I have been wanting to experiment with this project Axon with an iOS app connecting over a tcp connection. Towards the end of the doc the protocol is explained as so

The wire protocol is simple and very much zeromq-like, where is a BE 24 bit unsigned integer representing a maximum length of roughly ~16mb. The data byte is currently only used to store the codec, for example "json" is simply 1, in turn JSON messages received on the client end will then be automatically decoded for you by selecting this same codec.

With the diagram

 octet:     0      1      2      3      <length>
         +------+------+------+------+------------------...
         | meta | <length>           | data ...
         +------+------+------+------+------------------...
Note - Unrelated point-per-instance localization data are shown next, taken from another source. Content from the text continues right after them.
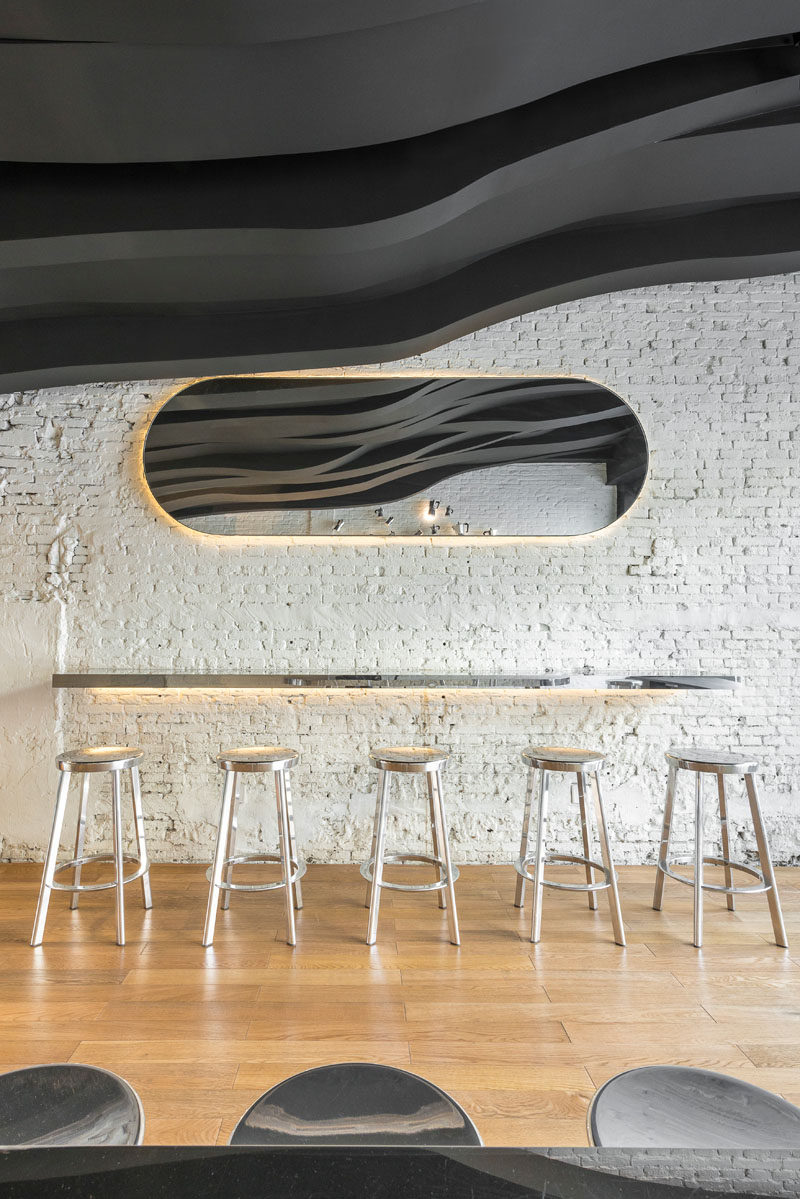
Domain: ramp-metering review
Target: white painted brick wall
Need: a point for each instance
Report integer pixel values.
(702, 577)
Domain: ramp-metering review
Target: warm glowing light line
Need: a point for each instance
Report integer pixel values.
(235, 541)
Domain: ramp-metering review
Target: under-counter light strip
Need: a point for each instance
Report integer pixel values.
(384, 682)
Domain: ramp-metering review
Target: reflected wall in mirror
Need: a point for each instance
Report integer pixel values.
(396, 456)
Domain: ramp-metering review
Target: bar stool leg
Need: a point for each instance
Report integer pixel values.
(519, 896)
(584, 832)
(218, 856)
(293, 842)
(539, 865)
(608, 862)
(666, 829)
(116, 821)
(142, 849)
(224, 903)
(80, 836)
(376, 821)
(726, 842)
(444, 838)
(286, 851)
(50, 859)
(378, 857)
(765, 861)
(698, 860)
(433, 808)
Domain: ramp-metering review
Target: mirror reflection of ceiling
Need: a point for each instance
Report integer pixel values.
(229, 186)
(396, 456)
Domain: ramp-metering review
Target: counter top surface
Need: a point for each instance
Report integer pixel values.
(302, 681)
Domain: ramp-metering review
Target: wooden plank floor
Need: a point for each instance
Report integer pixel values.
(519, 1035)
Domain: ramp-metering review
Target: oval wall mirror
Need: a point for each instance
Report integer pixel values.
(385, 456)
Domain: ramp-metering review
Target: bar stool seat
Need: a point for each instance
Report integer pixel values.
(720, 763)
(583, 764)
(410, 760)
(96, 759)
(561, 759)
(88, 760)
(276, 760)
(258, 759)
(68, 1104)
(355, 1103)
(680, 1107)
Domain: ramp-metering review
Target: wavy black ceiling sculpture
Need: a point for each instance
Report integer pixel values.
(232, 186)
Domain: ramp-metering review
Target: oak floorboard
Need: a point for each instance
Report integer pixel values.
(521, 1034)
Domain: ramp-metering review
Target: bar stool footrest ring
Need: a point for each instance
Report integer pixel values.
(689, 880)
(401, 860)
(298, 863)
(521, 867)
(144, 866)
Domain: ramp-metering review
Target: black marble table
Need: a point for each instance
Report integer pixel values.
(325, 1173)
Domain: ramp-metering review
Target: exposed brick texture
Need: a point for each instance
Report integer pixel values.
(701, 577)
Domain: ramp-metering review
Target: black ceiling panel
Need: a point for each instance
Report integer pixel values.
(236, 187)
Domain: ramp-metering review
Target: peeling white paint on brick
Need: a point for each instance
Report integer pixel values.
(701, 577)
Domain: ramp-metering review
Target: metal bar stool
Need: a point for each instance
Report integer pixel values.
(581, 763)
(410, 760)
(719, 763)
(102, 759)
(259, 760)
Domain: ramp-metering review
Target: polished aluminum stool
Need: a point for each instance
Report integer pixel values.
(260, 760)
(355, 1103)
(67, 1104)
(581, 763)
(681, 1107)
(410, 760)
(102, 759)
(713, 761)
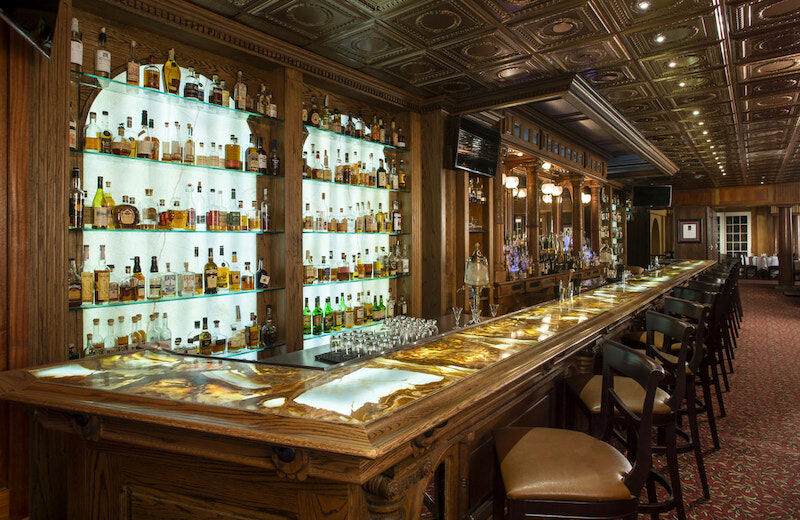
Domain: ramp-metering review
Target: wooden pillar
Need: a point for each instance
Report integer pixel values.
(532, 202)
(785, 275)
(577, 217)
(595, 219)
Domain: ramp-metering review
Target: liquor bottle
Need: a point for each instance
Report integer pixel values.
(262, 276)
(307, 320)
(233, 155)
(172, 74)
(205, 340)
(101, 214)
(317, 318)
(234, 275)
(199, 272)
(132, 70)
(102, 278)
(169, 283)
(266, 212)
(102, 56)
(188, 146)
(349, 314)
(154, 281)
(76, 200)
(210, 274)
(150, 75)
(73, 129)
(220, 339)
(222, 270)
(76, 47)
(240, 93)
(269, 332)
(74, 285)
(248, 278)
(274, 167)
(190, 86)
(328, 319)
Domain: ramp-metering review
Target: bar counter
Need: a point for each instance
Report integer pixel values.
(164, 435)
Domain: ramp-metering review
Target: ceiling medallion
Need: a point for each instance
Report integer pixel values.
(370, 44)
(438, 21)
(779, 9)
(309, 15)
(481, 50)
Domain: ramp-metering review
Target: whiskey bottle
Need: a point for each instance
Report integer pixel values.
(73, 285)
(102, 56)
(222, 270)
(172, 74)
(102, 278)
(132, 71)
(234, 275)
(210, 274)
(76, 47)
(76, 200)
(262, 276)
(240, 93)
(150, 75)
(154, 281)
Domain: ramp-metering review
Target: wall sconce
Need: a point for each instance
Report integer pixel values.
(512, 182)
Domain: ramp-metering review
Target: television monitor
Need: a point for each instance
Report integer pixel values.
(652, 196)
(477, 148)
(35, 20)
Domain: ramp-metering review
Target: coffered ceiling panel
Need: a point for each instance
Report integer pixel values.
(666, 65)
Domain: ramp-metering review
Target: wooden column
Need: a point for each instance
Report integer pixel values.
(595, 218)
(785, 275)
(577, 217)
(532, 211)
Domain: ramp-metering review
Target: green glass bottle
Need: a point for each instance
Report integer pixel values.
(307, 320)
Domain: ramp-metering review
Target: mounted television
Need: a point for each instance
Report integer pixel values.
(477, 148)
(652, 196)
(34, 20)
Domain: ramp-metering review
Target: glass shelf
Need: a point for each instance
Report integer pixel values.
(121, 159)
(166, 300)
(356, 186)
(158, 96)
(347, 138)
(177, 231)
(333, 333)
(351, 233)
(355, 281)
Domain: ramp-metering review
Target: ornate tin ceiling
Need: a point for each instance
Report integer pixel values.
(713, 84)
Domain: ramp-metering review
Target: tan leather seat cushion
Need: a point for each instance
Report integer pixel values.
(552, 464)
(631, 393)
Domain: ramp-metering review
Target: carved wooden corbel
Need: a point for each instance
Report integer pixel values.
(290, 464)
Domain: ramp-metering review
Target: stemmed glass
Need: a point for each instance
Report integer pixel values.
(457, 314)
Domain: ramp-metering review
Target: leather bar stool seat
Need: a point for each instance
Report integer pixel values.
(631, 393)
(554, 464)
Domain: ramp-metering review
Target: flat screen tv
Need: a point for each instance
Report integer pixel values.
(652, 196)
(35, 20)
(477, 148)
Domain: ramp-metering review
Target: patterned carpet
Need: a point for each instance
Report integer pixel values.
(756, 474)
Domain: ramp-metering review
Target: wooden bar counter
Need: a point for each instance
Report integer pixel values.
(154, 435)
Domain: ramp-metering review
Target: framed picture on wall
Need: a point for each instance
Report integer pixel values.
(690, 231)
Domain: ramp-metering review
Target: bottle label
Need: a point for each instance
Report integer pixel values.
(76, 52)
(102, 61)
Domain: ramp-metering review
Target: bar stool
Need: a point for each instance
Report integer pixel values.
(553, 473)
(666, 411)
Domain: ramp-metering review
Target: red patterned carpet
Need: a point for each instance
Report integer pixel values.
(756, 474)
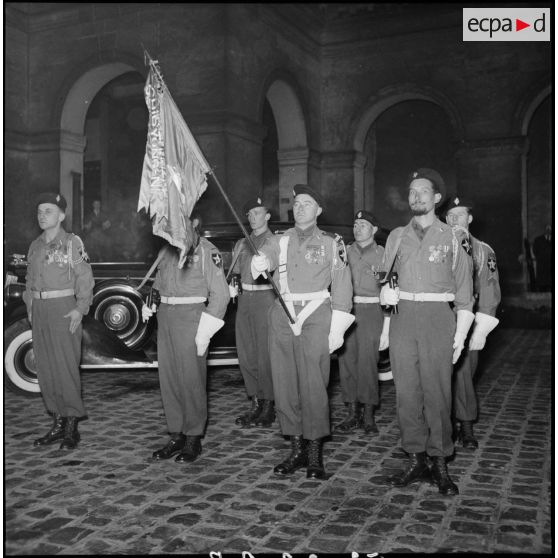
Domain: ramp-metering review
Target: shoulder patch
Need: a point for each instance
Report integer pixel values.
(83, 256)
(491, 263)
(466, 245)
(217, 259)
(340, 258)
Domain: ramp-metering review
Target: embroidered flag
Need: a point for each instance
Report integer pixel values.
(174, 168)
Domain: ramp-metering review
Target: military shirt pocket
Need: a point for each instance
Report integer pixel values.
(315, 255)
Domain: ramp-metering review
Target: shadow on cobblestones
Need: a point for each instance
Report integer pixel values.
(109, 497)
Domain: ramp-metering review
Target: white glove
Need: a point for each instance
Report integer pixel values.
(208, 326)
(147, 312)
(389, 296)
(384, 336)
(259, 264)
(464, 321)
(340, 323)
(484, 324)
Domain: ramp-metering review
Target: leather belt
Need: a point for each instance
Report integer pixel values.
(249, 287)
(52, 294)
(427, 297)
(182, 299)
(366, 299)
I have had experience working with binary protocols creating a packet such as:

NSUInteger INT_32_LENGTH = sizeof(uint32_t);

uint32_t length = [data length]; // data is an NSData object

NSMutableData *packetData = [NSMutableData dataWithCapacity:length + (INT_32_LENGTH * 2)];
[packetData appendBytes:&requestType length:INT_32_LENGTH]; 
[packetData appendBytes:&length length:INT_32_LENGTH];                  
[packetData appendData:data];                                           

So my question is how would you create the data packet for the Axon request, I would assume some bit shifting, which I am not too clued up on.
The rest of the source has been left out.